By comparison, the broader U.S. economy added 263,000 nonfarm jobs that month on a seasonally adjusted basis, a 0.2 percent increase.

It’s one of the first months where builders posted a true seasonally adjusted decline in their payrolls. Jobs in residential building remained 3.3 percent higher than at the same point last year, despite a deteriorating sales environment over that span.
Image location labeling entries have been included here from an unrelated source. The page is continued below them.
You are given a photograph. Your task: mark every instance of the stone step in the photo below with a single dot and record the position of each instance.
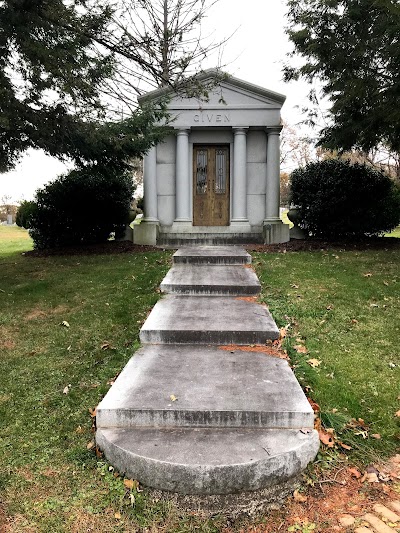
(208, 320)
(237, 280)
(210, 239)
(213, 255)
(208, 460)
(209, 387)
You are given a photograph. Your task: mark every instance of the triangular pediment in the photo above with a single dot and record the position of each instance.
(229, 92)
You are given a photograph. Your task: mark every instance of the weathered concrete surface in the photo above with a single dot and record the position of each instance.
(209, 280)
(208, 320)
(232, 506)
(212, 426)
(208, 460)
(225, 255)
(214, 388)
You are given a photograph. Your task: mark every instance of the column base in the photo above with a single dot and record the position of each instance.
(275, 231)
(146, 232)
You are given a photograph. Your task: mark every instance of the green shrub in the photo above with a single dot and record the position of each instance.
(82, 207)
(337, 199)
(24, 214)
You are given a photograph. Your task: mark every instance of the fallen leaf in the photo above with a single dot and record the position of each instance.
(314, 405)
(326, 438)
(298, 497)
(282, 333)
(300, 349)
(314, 362)
(370, 478)
(129, 483)
(355, 473)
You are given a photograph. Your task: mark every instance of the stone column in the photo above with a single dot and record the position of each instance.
(273, 174)
(182, 176)
(239, 190)
(150, 186)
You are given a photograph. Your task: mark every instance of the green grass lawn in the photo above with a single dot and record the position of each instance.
(68, 325)
(344, 307)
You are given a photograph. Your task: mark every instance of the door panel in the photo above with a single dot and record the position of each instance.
(211, 186)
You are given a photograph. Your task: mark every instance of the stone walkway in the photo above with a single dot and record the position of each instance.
(187, 417)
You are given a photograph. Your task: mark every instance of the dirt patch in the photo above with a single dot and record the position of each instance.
(308, 245)
(89, 522)
(106, 248)
(37, 312)
(333, 495)
(259, 348)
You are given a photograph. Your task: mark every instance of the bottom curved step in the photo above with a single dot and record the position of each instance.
(208, 461)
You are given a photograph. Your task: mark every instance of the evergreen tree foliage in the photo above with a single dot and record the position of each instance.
(25, 213)
(337, 199)
(53, 64)
(82, 207)
(353, 48)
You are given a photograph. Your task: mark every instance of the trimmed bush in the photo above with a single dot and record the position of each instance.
(25, 212)
(82, 207)
(337, 199)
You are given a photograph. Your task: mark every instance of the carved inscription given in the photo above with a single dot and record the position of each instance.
(211, 118)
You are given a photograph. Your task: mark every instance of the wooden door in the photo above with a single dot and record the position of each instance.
(211, 186)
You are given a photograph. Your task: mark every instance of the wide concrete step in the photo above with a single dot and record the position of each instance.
(211, 280)
(213, 255)
(208, 460)
(209, 387)
(210, 239)
(208, 320)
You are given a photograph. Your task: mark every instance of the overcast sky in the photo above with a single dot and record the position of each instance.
(255, 53)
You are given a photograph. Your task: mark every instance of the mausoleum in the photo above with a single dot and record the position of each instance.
(215, 178)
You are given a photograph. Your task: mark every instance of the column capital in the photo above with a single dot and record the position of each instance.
(274, 130)
(182, 130)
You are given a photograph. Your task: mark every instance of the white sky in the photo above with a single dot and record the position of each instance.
(255, 53)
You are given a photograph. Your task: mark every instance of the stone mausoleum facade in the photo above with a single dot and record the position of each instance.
(215, 178)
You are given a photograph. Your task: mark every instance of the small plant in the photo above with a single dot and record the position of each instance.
(337, 199)
(82, 207)
(25, 213)
(303, 528)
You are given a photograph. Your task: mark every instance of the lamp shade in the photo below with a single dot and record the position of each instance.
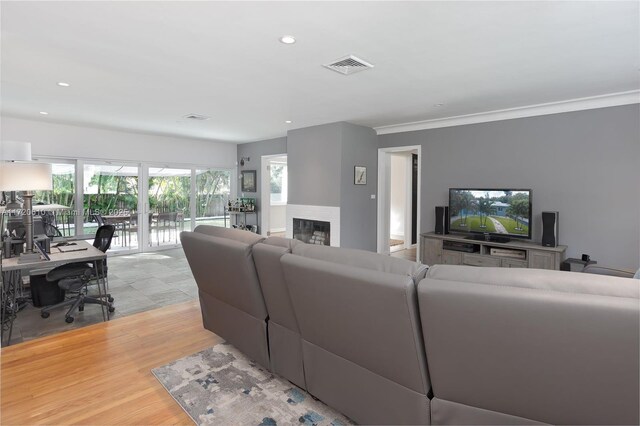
(15, 151)
(25, 176)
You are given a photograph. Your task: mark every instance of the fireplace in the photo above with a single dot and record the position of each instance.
(326, 215)
(312, 231)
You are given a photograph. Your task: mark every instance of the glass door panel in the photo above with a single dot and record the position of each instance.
(111, 197)
(169, 204)
(213, 188)
(58, 219)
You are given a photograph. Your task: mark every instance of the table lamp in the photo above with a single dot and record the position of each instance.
(26, 177)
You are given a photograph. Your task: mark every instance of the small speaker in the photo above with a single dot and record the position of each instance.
(550, 229)
(442, 220)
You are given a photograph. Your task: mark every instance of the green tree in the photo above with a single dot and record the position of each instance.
(485, 208)
(518, 209)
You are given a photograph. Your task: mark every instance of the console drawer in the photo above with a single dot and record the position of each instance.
(478, 260)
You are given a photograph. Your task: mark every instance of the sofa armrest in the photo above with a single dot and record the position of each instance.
(367, 317)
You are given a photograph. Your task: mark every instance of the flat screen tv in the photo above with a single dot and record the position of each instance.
(498, 214)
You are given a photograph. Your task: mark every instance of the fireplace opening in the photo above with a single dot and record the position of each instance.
(312, 231)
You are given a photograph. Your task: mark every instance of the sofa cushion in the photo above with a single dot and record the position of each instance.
(551, 346)
(229, 233)
(287, 243)
(362, 259)
(567, 282)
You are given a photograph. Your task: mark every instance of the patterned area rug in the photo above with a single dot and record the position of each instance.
(222, 386)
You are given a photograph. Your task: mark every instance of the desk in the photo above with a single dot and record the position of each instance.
(12, 277)
(61, 215)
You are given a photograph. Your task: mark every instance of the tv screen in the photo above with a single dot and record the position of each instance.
(499, 212)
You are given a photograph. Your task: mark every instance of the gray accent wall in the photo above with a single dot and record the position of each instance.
(321, 161)
(358, 212)
(255, 151)
(313, 161)
(584, 164)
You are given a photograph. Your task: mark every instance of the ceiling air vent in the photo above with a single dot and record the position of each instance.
(349, 65)
(197, 117)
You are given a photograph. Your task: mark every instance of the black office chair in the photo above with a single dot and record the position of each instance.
(75, 277)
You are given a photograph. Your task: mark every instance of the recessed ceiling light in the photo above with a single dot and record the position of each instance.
(287, 39)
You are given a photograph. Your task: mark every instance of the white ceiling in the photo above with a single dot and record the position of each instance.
(143, 65)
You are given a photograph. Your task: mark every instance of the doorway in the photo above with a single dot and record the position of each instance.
(274, 194)
(399, 171)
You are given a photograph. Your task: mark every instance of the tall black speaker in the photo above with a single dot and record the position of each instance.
(550, 229)
(442, 220)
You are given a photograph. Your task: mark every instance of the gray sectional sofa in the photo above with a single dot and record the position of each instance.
(385, 341)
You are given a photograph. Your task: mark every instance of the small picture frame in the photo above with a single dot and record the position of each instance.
(359, 175)
(248, 183)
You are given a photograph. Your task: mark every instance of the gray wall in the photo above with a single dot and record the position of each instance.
(313, 161)
(255, 151)
(584, 164)
(358, 212)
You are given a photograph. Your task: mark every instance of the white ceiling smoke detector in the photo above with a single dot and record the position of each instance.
(197, 117)
(348, 65)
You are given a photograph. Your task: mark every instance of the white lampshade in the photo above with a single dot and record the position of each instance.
(25, 176)
(15, 151)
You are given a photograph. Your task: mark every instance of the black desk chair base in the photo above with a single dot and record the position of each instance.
(78, 303)
(74, 278)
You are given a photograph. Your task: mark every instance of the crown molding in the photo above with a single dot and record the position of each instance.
(592, 102)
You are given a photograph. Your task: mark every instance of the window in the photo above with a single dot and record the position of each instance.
(169, 201)
(111, 196)
(213, 188)
(278, 170)
(60, 220)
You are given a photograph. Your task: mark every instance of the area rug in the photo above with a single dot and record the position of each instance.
(222, 386)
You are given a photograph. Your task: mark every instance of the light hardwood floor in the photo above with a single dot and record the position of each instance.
(101, 374)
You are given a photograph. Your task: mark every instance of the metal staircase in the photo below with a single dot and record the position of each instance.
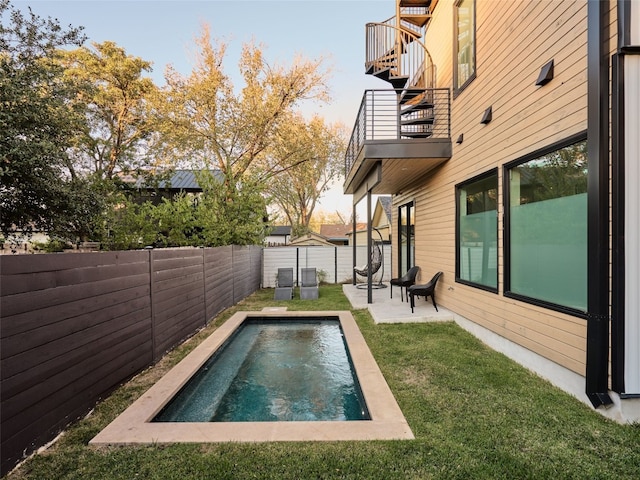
(396, 54)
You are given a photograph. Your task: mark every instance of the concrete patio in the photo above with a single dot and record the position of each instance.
(392, 310)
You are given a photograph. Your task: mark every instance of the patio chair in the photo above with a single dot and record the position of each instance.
(405, 281)
(309, 284)
(425, 290)
(284, 284)
(376, 262)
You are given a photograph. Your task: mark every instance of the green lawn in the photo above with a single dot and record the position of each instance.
(475, 415)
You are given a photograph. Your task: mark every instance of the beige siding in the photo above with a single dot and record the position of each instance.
(513, 41)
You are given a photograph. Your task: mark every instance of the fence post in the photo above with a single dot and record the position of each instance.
(204, 286)
(152, 303)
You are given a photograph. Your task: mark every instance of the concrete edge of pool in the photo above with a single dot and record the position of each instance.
(134, 425)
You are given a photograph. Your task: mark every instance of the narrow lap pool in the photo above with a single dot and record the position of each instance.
(271, 370)
(353, 402)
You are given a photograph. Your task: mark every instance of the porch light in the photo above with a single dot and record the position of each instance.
(487, 116)
(546, 74)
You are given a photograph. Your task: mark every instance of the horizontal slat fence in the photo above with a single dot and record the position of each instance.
(75, 326)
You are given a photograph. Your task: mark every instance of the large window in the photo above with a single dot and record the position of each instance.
(477, 232)
(464, 61)
(406, 246)
(546, 226)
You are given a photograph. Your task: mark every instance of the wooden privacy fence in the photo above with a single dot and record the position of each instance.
(75, 326)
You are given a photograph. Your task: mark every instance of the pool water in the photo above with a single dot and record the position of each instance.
(274, 370)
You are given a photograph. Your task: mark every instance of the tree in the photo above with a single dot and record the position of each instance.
(113, 94)
(202, 118)
(37, 127)
(307, 158)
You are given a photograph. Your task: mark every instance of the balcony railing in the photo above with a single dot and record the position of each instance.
(402, 116)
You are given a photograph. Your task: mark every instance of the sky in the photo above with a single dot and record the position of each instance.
(163, 32)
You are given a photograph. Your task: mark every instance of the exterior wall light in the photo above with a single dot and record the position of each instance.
(546, 74)
(487, 116)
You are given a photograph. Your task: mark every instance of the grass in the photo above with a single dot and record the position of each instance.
(475, 415)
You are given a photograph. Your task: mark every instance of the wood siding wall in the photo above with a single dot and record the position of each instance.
(75, 326)
(513, 41)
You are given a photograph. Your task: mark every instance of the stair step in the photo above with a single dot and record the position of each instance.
(398, 81)
(410, 94)
(419, 20)
(415, 3)
(417, 121)
(383, 74)
(416, 134)
(416, 107)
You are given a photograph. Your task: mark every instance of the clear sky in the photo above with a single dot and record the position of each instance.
(162, 32)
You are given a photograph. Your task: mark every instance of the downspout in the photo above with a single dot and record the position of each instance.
(620, 165)
(369, 248)
(597, 361)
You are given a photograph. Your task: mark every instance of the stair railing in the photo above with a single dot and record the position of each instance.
(378, 120)
(399, 50)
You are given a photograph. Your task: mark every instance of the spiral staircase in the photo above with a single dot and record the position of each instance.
(397, 55)
(404, 131)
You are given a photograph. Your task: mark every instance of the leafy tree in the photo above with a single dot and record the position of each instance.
(230, 216)
(37, 127)
(309, 157)
(113, 93)
(203, 118)
(128, 225)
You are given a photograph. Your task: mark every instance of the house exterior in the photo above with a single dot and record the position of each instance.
(168, 185)
(380, 222)
(506, 134)
(280, 235)
(311, 239)
(336, 234)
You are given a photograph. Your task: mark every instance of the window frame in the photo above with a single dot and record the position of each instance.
(458, 187)
(410, 207)
(457, 89)
(506, 248)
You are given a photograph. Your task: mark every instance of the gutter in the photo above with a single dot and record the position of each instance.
(597, 361)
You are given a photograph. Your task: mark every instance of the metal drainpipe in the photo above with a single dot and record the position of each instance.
(597, 361)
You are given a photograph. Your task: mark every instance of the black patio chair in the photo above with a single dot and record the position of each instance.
(309, 284)
(425, 290)
(377, 261)
(405, 281)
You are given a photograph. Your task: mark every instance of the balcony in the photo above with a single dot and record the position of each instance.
(399, 136)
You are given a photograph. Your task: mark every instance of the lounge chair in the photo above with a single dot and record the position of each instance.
(426, 290)
(284, 284)
(309, 284)
(405, 281)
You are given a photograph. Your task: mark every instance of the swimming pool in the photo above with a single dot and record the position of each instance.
(385, 420)
(269, 370)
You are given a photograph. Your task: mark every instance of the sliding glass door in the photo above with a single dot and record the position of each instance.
(406, 235)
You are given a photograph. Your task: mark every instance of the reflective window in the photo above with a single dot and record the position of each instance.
(477, 232)
(547, 227)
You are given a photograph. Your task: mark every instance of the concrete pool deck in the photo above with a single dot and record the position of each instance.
(393, 310)
(134, 425)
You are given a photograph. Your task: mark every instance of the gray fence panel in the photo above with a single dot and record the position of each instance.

The persistent employment situation for builders remains one of the odder quirks of the housing market slowdown, which hit new residential construction sales earlier and harder than most corners of the industry.

Builders have become increasingly pessimistic about their business prospects in recent months, as registered on a monthly survey of industry professionals conducted by the National Association of Home Builders. This survey tracks builders’ opinions on their current sales, their prospects for future sales, and their traffic from prospective buyers.

Still, many construction projects from previous sales remain active. Building a new home from the ground up is a monthslong venture, and a dip in sales won’t necessarily be felt immediately in the demand for construction workers.

Even as homebuilders themselves trimmed their payrolls, residential construction contractors actually added jobs. The number of contractors working in residential construction rose by 0.3 percent in November, suggesting there was still plenty of work to be completed.

Other real estate companies posted a big hiring month. A real estate category that includes brokerages and agent offices added jobs in November, despite the ongoing slowdown in transactions and commissions. 

On a seasonally adjusted basis, these brokerages and other related businesses added 6,600 jobs. That’s twice the rate of monthly job growth reported in the U.S. economy as a whole.

As the pandemic-era boom in home transactions and relocations has begun to wane, some other parts of the economy have begun to adjust to the new reality. 

Furniture stores employed 4.4 percent fewer workers in November than they did at the same time last year. Building material and garden supply store payrolls were up 0.8 percent year over year, an amount that trails most other employers with ties to real estate.